Miss Mandee, as her students know her, is a special education teacher at the school.
A couple of years ago she introduced a new inclusion program to Sitton, allowing kids who would usually spend all day in a special education classroom the opportunity to spend part of their time in more typical classrooms, and learn from other kids.
The program, Mandee said, helps kids learn social skills, and also allows her classroom to feel like a haven for some of the students.
“Students come here to do their small groups,” Mandee said. “They might come here if they’re having a hard time and need a separate space for a while.”
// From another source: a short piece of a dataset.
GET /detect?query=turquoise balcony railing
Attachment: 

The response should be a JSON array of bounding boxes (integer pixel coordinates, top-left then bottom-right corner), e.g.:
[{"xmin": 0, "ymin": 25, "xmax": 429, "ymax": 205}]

The best part about that space may be Mandee herself. Students we spoke to were anxious to say nice things about her.
Kalea Cross, a fourth grader, called Mandee, “Nice and sweet.”
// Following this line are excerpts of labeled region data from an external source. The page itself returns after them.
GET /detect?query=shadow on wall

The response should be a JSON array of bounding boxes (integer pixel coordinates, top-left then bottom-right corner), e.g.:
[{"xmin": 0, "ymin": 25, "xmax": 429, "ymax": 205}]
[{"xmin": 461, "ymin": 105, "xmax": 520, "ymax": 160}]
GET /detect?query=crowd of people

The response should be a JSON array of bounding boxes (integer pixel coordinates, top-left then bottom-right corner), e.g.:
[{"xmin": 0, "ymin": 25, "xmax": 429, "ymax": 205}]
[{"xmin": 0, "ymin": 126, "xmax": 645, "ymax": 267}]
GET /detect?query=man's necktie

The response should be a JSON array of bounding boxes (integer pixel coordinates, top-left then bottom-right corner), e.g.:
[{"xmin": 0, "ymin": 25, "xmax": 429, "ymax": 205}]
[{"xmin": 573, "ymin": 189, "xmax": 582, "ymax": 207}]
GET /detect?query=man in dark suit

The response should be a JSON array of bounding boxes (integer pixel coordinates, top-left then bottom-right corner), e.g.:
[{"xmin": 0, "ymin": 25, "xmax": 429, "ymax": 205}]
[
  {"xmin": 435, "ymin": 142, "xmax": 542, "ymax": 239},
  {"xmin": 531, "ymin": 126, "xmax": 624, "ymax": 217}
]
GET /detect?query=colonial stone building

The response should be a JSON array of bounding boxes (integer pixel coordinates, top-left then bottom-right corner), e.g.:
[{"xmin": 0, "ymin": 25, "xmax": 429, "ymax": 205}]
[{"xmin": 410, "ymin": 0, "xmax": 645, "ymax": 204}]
Her classmate Jose Zozaya added, “It’s fun to work with her. Cause she has work that’s fun for us.”
Adults at the school are also quick to praise Mandee.
“She brings a great deal of joy and passion to school every day,” Sitton Principal Dana Nerenberg said. “No matter if she has a sniffle, or whatever the situation may be, she always brings 110 percent to our students every day.”
As it is for many teachers, that devotion also means Mandee spends her own money on her students.
“She bought a soccer ball for me,” Jose said. “She ordered it.”
Mandee said small gestures like that can have a huge impact on a kid.
“I feel like there’s no better way to spend your day than to make each day the best possible day for kids,” Mandee said.
And she’s a volunteer
Mandee also spends a fair amount of time volunteering in her community.
Her friend, Nicole Staudinger, told us about Mandee’s devotion to nonprofits, like Portland Fruit Tree Project and Girls on the Run.
“During that recent cold snap, Mandee spent all night at a warming shelter in the community,” Nicole said. “She stayed there from 2 a.m. through 8 a.m. to make sure everyone was safe.”
Mandee added: “I felt that with the snow days and with the luxury that that was for teachers that I owed it to the community to try and give back.”